L'albero della storia è sempre verde

L'albero della storia è sempre verde

"Teniamo ben ferma la comprensione del fatto che, di regola, le classi dominanti vincono sempre perché sempre in possesso della comprensione della totalità concettuale della riproduzione sociale, e le classi dominate perdono sempre per la loro stupidità strategica, dovuta all’impossibilità materiale di accedere a questa comprensione intellettuale. Nella storia universale comparata non vi sono assolutamente eccezioni. La prima e l’unica eccezione è il 1917 russo. Per questo, sul piano storico-mondiale, Lenin è molto più grande di Marx. Marx è soltanto il coronamento del grande pensiero idealistico ed umanistico tedesco, ed il fondatore del metodo della comprensione della storia attraverso i modi di produzione. Ma Lenin è molto di più. Lenin è il primo esempio storico in assoluto in cui le classi dominate, sia pure purtroppo soltanto per pochi decenni, hanno potuto vincere contro le classi dominanti. Bisogna dunque studiare con attenzione sia le ragioni della vittoria che le ragioni della sconfitta. Ma esse stanno in un solo complesso di problemi, la natura del partito comunista ed il suo rovesciamento posteriore classistico, individualistico e soprattutto anti- comunitario" Costanzo Preve da "Il modo di produzione comunitario. Il problema del comunismo rimesso sui piedi"

giovedì 15 luglio 2021

Euroimbecilandia annulla le Costituzioni degli stati che non sono più sovrani. E il voto popolare non serve più a niente

Polexit?
Maurizio Blondet 14 Luglio 2021

Non ho tempo di tradurre e da domani sono via per una settimana. Ovviamente è un giornale britannico:

La futura posizione della Polonia nell’UE è stata messa in discussione a seguito di una serie di battaglie giudiziarie. Il paese è governato dal partito euroscettico Legge e giustizia (PiS), che si è ripetutamente mosso per minare la legislazione dell’UE. Questa settimana, la Corte costituzionale polacca – la sua corte suprema – ha aggiornato il suo caso sulla compatibilità delle disposizioni del diritto dell’UE con la costituzione del paese…
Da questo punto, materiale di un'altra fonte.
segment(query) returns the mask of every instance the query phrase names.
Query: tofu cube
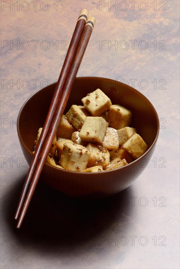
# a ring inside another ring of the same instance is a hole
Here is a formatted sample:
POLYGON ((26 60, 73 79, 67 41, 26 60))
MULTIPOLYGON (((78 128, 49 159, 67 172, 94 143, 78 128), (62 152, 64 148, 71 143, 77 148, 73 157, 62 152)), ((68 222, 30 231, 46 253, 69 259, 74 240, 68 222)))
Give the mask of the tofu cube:
POLYGON ((102 144, 107 127, 102 117, 86 117, 79 136, 82 141, 102 144))
POLYGON ((87 145, 86 149, 90 153, 87 167, 102 165, 105 169, 109 165, 110 156, 106 149, 91 143, 87 145))
POLYGON ((75 143, 65 143, 59 164, 66 170, 79 172, 86 169, 90 152, 75 143))
POLYGON ((100 89, 88 93, 81 100, 87 110, 94 117, 100 116, 112 105, 109 97, 100 89))
POLYGON ((77 130, 80 129, 87 116, 90 116, 85 108, 82 106, 73 105, 66 114, 68 120, 77 130))
MULTIPOLYGON (((39 137, 40 137, 42 130, 43 130, 43 128, 39 128, 38 130, 38 132, 37 135, 36 139, 35 141, 35 148, 34 148, 35 149, 36 148, 36 147, 39 141, 39 137)), ((52 157, 53 157, 54 156, 55 152, 56 150, 55 143, 56 142, 56 141, 57 141, 57 138, 56 138, 56 135, 55 135, 54 137, 54 139, 53 139, 52 146, 50 150, 50 153, 51 154, 51 156, 52 157)))
POLYGON ((56 166, 56 164, 55 162, 55 160, 50 155, 48 155, 48 156, 47 157, 47 158, 46 159, 46 162, 49 163, 49 164, 51 164, 51 165, 53 165, 53 166, 56 166))
POLYGON ((56 164, 56 167, 58 167, 58 168, 61 168, 61 169, 64 169, 64 168, 63 168, 62 166, 59 165, 59 164, 56 164))
POLYGON ((108 150, 117 150, 119 148, 119 138, 117 130, 107 127, 103 145, 108 150))
POLYGON ((120 158, 122 160, 126 159, 128 163, 130 163, 134 160, 134 159, 126 150, 120 147, 118 150, 114 152, 114 154, 112 155, 112 153, 110 152, 110 157, 112 159, 115 158, 120 158), (112 156, 112 157, 111 157, 112 156))
POLYGON ((105 119, 105 121, 107 121, 107 111, 105 111, 104 113, 103 113, 103 114, 101 114, 100 115, 100 117, 102 117, 104 119, 105 119))
POLYGON ((81 171, 81 172, 102 172, 103 171, 103 166, 101 165, 98 165, 97 166, 93 166, 93 167, 89 167, 84 170, 81 171))
POLYGON ((108 122, 111 127, 116 130, 129 126, 131 117, 131 112, 119 105, 112 105, 107 112, 108 122))
POLYGON ((116 168, 119 168, 128 164, 125 159, 122 159, 121 158, 118 158, 112 160, 109 163, 109 165, 105 171, 112 170, 116 168))
POLYGON ((122 147, 135 159, 142 156, 148 148, 148 146, 141 136, 135 133, 132 134, 122 147))
POLYGON ((81 140, 81 138, 80 137, 79 134, 79 132, 78 131, 73 133, 71 137, 71 140, 73 142, 76 143, 76 144, 79 144, 79 145, 82 145, 82 146, 85 147, 87 146, 87 142, 81 140))
POLYGON ((76 129, 69 122, 66 116, 63 115, 57 128, 57 137, 60 136, 64 138, 71 139, 72 134, 76 131, 76 129))
POLYGON ((61 138, 59 137, 57 139, 56 143, 55 143, 57 149, 57 156, 59 160, 61 158, 64 145, 66 143, 73 143, 73 142, 70 139, 66 139, 65 138, 61 138))
POLYGON ((132 127, 124 127, 124 128, 118 130, 117 133, 119 137, 119 144, 121 146, 134 133, 136 133, 136 130, 135 128, 132 127))

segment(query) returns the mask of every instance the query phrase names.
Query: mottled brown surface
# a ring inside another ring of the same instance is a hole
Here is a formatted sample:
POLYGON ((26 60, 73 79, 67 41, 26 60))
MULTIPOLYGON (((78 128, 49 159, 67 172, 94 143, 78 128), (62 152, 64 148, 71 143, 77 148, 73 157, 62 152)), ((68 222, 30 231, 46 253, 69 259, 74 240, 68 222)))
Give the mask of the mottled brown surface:
POLYGON ((36 11, 32 2, 0 1, 1 268, 178 268, 179 1, 157 0, 155 10, 154 1, 138 0, 134 11, 129 1, 116 8, 115 1, 59 1, 57 8, 57 1, 39 0, 36 11), (82 8, 97 22, 78 75, 133 82, 160 119, 157 144, 136 181, 105 200, 74 200, 39 184, 17 231, 13 218, 27 170, 18 112, 57 79, 82 8))

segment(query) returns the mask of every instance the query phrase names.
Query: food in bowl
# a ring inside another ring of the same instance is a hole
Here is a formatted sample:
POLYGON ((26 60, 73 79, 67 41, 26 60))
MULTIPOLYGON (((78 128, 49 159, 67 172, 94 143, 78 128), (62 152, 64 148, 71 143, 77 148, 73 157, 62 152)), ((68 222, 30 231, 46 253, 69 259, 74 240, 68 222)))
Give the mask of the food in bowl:
MULTIPOLYGON (((73 105, 58 127, 48 163, 77 172, 98 172, 120 168, 141 157, 148 146, 134 127, 131 112, 112 105, 100 89, 73 105)), ((35 141, 38 142, 42 128, 35 141)))

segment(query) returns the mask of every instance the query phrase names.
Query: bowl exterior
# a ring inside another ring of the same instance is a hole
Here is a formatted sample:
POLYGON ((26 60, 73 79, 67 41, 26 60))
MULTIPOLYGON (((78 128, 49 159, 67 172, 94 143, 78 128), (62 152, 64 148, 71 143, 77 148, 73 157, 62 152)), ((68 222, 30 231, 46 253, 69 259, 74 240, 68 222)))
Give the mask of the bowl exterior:
MULTIPOLYGON (((23 106, 18 119, 20 145, 29 164, 37 130, 42 127, 55 89, 55 83, 33 94, 23 106), (44 98, 46 96, 46 98, 44 98)), ((132 125, 148 144, 147 152, 138 159, 121 168, 107 172, 84 173, 68 171, 45 164, 40 177, 46 184, 74 197, 105 197, 129 186, 141 174, 149 162, 157 140, 159 122, 150 101, 135 89, 123 83, 104 78, 77 78, 68 100, 67 109, 88 92, 100 88, 112 100, 131 110, 132 125)))

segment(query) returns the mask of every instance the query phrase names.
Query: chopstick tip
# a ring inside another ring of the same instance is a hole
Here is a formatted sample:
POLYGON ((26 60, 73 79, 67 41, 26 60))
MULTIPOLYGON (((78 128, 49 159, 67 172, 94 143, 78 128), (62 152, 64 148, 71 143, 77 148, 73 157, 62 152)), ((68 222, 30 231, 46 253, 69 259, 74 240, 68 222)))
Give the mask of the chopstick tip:
POLYGON ((85 8, 83 8, 82 9, 81 9, 79 13, 79 18, 82 16, 82 15, 85 15, 87 19, 89 15, 89 11, 88 11, 88 10, 86 9, 85 8))

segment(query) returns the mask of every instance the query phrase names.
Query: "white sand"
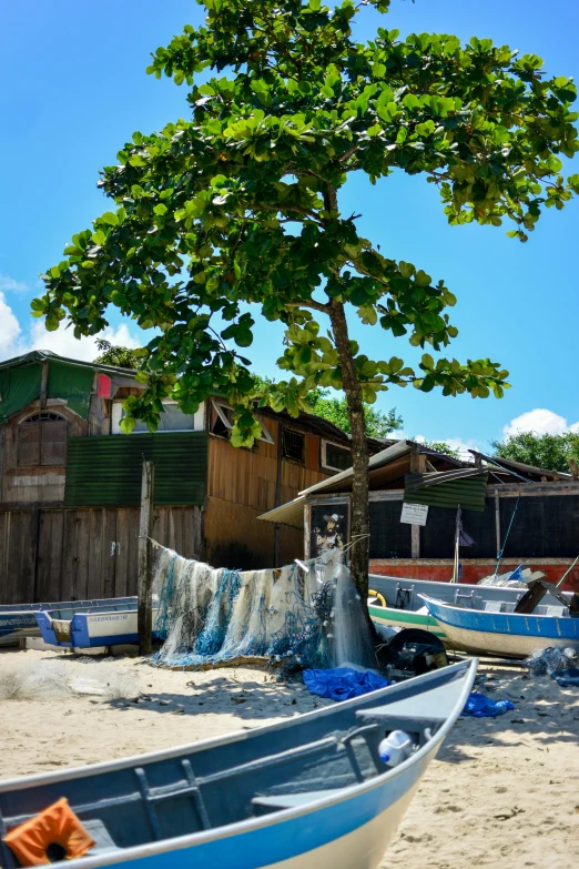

L’anno scorso, il presidente del PiS Jarosław Kaczyński ha espresso i timori che la Polonia possa perdere la sua “sovranità” sull’UE – qualcosa che è stato un fattore decisivo nel voto sulla Brexit del Regno Unito.

Ha detto che accettare le condizioni dello stato di diritto nel bilancio del paese sarebbe una “perdita di sovranità per il nostro paese”.

Se il PiS dovesse agire su tale argomento, l’influenza dell’UE su di esso e nella regione circostante potrebbe sgretolarsi lentamente.